Muchos las justifican, porque los sectores se han ideologizado y están observando los acontecimientos en forma parcializada, para uno u otro sector. Pero todo indica que estamos en una Argentina que puede implosionar.

El resultado final, como si tiraras la “pirinola”: “Todos pierden”. Es la única realidad, ni la de Milei, ni los opositores negociadores, ni los enconados que confrontan. La que se observa claramente es que de esta absurda contienda no pueden surgir ganadores.

Habrá quienes, por estar en algún ámbito con determinadas influencias que operan sobre ámbitos sociales, provinciales o instituciones de diversa naturaleza, se sienten “poderosos” y alentados por triunfos, que ninguna duda cabe, tienen fecha de corte.

Ayer se mostraba en el país a los sectores que, animados por los que no han logrado consensuar sus aspiraciones de continuidad, salieron a la calle y pusieron en evidencia su enojo, constituyendo un preanuncio de lo que podría ocurrir en los próximos meses, donde se esperan que estos ajustes salvajes que responden al proyecto liberal que sustenta Javier Milei se agudicen, ante la imposibilidad real de revertir el deterioro socio-económico que está sufriendo la Argentina.

Hay una sensación de agobio social.

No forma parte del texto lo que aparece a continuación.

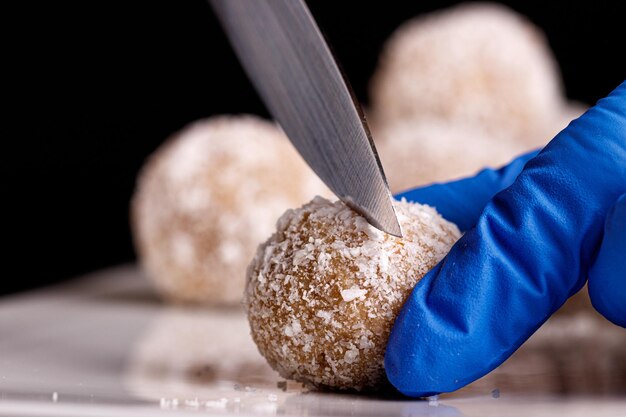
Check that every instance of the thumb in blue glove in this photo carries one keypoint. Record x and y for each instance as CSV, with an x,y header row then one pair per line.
x,y
526,250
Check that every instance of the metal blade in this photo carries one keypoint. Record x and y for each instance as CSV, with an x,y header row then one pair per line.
x,y
292,68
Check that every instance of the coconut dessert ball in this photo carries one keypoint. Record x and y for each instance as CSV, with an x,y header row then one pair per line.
x,y
415,154
207,198
323,291
475,63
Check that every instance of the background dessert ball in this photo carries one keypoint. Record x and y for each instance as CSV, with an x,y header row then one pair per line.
x,y
476,63
414,154
207,198
324,290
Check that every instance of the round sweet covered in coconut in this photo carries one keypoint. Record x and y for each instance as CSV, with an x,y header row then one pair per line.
x,y
324,290
207,198
477,63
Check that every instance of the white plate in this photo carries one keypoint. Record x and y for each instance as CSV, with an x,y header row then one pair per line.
x,y
105,346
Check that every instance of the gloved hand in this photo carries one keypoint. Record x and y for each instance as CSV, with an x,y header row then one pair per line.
x,y
560,219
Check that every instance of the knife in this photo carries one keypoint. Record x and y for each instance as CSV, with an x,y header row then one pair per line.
x,y
284,54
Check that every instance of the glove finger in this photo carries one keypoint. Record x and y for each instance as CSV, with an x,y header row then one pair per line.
x,y
462,201
529,252
607,276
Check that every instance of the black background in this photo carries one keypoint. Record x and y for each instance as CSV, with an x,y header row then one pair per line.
x,y
93,87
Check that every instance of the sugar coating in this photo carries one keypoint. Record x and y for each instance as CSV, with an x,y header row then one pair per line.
x,y
207,197
323,291
475,63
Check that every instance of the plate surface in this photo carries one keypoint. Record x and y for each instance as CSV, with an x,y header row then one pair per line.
x,y
104,345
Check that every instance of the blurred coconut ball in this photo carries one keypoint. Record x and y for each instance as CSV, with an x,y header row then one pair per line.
x,y
477,64
324,290
205,200
415,154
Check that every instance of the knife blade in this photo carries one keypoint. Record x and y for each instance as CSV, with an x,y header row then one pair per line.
x,y
288,61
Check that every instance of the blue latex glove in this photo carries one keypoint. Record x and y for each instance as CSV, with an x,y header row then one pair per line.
x,y
560,220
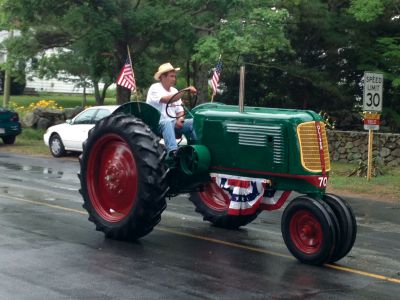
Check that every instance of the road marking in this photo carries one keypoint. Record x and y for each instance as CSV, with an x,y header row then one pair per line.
x,y
221,242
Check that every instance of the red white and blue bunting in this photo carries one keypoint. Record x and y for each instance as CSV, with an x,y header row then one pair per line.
x,y
247,194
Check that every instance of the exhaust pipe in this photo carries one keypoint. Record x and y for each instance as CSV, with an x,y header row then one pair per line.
x,y
241,89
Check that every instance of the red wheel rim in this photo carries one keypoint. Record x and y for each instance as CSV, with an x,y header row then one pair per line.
x,y
306,232
112,178
215,197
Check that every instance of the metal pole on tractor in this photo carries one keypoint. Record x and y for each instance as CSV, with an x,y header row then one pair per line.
x,y
241,89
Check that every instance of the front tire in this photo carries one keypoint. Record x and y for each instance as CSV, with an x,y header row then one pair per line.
x,y
213,204
122,177
347,225
308,230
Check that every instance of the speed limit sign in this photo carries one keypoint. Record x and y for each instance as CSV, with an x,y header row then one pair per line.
x,y
373,86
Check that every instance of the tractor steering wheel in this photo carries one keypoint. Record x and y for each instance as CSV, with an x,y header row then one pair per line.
x,y
170,104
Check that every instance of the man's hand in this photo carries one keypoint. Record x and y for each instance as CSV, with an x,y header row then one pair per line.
x,y
179,122
191,89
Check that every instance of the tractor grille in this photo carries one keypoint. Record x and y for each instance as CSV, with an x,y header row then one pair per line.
x,y
258,136
314,146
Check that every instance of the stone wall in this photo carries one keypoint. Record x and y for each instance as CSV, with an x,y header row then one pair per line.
x,y
351,146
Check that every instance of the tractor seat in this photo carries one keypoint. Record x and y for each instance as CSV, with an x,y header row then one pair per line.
x,y
180,140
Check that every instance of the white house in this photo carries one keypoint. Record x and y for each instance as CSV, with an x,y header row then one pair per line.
x,y
33,83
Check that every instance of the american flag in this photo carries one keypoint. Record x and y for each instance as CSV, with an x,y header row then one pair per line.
x,y
215,78
126,77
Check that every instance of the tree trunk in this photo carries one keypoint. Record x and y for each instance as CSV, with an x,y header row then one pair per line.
x,y
104,91
123,95
84,101
97,96
200,81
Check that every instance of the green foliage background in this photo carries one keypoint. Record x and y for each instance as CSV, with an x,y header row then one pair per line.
x,y
298,54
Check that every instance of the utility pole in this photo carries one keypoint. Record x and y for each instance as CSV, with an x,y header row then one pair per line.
x,y
7,77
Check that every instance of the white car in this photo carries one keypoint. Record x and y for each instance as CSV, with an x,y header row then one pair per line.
x,y
70,135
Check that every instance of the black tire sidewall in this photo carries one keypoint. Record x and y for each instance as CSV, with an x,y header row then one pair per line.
x,y
144,215
347,224
327,225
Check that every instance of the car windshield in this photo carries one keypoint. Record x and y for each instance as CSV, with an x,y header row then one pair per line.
x,y
86,117
101,113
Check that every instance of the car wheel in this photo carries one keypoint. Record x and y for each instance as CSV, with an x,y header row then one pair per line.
x,y
9,140
56,146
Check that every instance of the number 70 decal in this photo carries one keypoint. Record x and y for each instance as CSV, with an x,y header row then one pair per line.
x,y
323,180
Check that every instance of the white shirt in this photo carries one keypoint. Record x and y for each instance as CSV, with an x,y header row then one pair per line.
x,y
154,95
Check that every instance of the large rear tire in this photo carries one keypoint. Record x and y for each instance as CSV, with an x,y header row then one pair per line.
x,y
347,225
309,231
123,179
213,204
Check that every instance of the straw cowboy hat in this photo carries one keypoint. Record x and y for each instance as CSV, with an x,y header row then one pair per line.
x,y
164,68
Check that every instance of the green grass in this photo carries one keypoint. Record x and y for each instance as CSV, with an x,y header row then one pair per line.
x,y
61,99
386,187
30,141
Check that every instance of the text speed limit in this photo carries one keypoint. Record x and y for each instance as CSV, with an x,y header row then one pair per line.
x,y
373,86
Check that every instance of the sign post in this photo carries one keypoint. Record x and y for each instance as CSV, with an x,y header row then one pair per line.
x,y
372,106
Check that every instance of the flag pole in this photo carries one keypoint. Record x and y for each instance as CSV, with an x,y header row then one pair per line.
x,y
130,60
213,95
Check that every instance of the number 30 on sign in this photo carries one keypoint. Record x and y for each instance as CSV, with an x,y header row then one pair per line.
x,y
373,86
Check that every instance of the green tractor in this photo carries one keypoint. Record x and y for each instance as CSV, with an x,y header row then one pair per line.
x,y
243,161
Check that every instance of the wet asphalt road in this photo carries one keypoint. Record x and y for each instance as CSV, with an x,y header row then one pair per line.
x,y
49,250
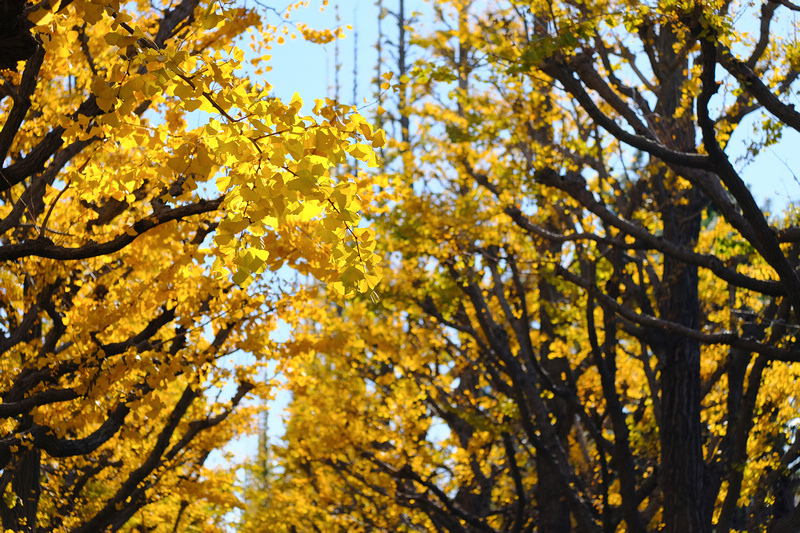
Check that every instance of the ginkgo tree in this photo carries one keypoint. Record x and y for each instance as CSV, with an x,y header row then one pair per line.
x,y
148,177
587,323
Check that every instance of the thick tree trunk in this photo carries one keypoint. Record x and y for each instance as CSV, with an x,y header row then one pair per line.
x,y
682,466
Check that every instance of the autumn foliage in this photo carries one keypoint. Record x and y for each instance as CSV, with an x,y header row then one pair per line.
x,y
587,323
146,181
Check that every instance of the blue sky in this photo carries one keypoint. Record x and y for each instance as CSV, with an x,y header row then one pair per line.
x,y
306,68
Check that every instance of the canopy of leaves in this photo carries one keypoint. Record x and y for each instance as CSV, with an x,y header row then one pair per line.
x,y
587,322
145,180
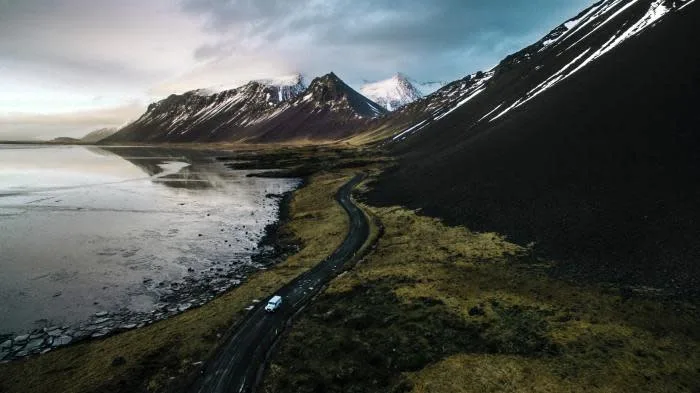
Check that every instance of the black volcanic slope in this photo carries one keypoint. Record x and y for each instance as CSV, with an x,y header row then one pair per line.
x,y
601,171
256,113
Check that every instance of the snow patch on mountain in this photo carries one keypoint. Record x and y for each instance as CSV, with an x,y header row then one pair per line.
x,y
392,93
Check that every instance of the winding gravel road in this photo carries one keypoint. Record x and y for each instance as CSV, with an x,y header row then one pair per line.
x,y
240,362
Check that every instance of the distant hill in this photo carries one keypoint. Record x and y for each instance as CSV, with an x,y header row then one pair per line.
x,y
65,140
98,135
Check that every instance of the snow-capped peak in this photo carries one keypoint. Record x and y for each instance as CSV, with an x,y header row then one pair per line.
x,y
293,83
392,93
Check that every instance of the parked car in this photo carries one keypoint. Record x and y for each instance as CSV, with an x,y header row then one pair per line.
x,y
273,304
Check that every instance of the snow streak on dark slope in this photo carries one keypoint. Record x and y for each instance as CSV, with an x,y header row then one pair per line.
x,y
594,155
260,111
524,75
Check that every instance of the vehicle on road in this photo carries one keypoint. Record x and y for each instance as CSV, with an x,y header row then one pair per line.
x,y
273,304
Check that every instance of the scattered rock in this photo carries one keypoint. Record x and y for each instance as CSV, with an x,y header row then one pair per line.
x,y
476,311
101,320
22,338
63,340
34,344
118,361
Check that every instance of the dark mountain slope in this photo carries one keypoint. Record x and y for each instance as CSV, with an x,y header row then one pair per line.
x,y
601,170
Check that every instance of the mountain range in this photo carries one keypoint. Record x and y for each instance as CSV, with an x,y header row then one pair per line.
x,y
398,91
571,143
258,112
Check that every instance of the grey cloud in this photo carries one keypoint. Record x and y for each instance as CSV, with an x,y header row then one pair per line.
x,y
419,34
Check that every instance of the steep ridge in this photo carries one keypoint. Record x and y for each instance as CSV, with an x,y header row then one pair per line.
x,y
524,75
260,111
328,110
392,93
584,143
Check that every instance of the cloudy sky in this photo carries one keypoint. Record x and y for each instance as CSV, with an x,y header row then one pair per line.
x,y
71,66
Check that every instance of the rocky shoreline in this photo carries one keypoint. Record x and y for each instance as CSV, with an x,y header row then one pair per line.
x,y
174,298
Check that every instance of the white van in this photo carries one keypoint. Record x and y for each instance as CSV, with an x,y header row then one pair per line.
x,y
273,304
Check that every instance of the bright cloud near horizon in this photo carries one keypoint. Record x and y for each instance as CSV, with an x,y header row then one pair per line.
x,y
68,67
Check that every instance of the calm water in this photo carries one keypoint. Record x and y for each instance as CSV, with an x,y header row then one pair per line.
x,y
84,230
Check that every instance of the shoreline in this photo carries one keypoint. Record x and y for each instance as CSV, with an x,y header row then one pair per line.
x,y
173,298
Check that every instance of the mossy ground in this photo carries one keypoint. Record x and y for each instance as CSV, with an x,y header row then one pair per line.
x,y
442,309
162,357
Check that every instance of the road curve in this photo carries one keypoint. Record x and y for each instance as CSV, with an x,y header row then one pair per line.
x,y
238,364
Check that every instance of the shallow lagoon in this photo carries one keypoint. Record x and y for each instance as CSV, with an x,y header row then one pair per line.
x,y
85,230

Casi podríamos decir que la expresión popular “ya no me importa” es una frase que se está haciendo presente cada vez que se establece algún diálogo con vecinos o amigos y el tema surge, inevitablemente. Sobre todo cuando se habla de precios, aumentos desmedidos y lo que puede deparar el ajuste “mileísta”.

Mal que le pese a los encumbrados políticos que hoy nos gobiernan, los aplaudidores son cada vez menos y los dolientes aumentan considerablemente. Nadie o muy pocos piensan en el mañana. Vivimos hoy, tenemos y nos alcanza para comer, darle algún gusto al nene, para los gastos imprescindibles y “después veremos”. Es resignación a lo que se está viviendo.

Mientras las paritarias bancarias, petroleras, camioneros, entre otras de las consideradas poderosas, obtienen acuerdos -que la mayoría está imposibilitada de lograrlos-, la ciudadanía, la que está sujeta a magros salarios, algunos temiendo no ser uno de los elegidos para aliviar la carga de la masa salarial, otros que hace años venían tirando merced a las prebendas políticas y los más sumergidos que no esperan nada, se ha establecido una pelea continúa y pareciera no habrá tregua.

Que el término negociar constituye una mala palabra, forma parte de los fundamentos que esgrime la figura presidencial y su entorno más chico. Siempre se negoció, desde la época del “trueque”, una de las formas de establecer intercambios de necesidades. Dejar de reconocer que se hace necesario establecer consensos, constituye una nueva forma arbitraria y dictatorial de poner condiciones.

El paro se concretó y resultó importante si tenemos en cuenta que las medidas inherentes al protocolo antipiquete cerró todas las entradas a Buenos Aires y únicamente permitía ingreso a través de los medios de transporte habituales.

Los operativos de control de micros y estaciones ferroviarias donde la actitividad de las fuerzas policiales resultaban actos de coerción, ante la exigencia de identificación y la requisa de bolsos, que ninguna duda puso un límite al ingreso, fue llamativo y nos llevó a recordar épocas pasadas.

Esta actividad desplegada por las fuerzas de seguridad está respaldada en los contenidos de la norma antipiquete que puso en funcionamiento la ministra de Seguridad de la Nación, Patricia Bullrich, que contó con el aporte de todas las fuerzas de control existentes.

No obstante lo visto, habla de un clima de profunda inestabilidad social, que debería merecer un análisis que agote todas las instancias a las que se pueda acceder para lograr estabilidad de un sector de la sociedad que habla de futuros y más severos conflictos.

Se pasó una prueba de fuerzas, sin vencedores ni vencidos, pero últil para recapacitar si los caminos elegidos para normalizar son los correctos. El exceso de fuerza y la imposición genera rebeldía, que acumulada, habla de futura conflictividad.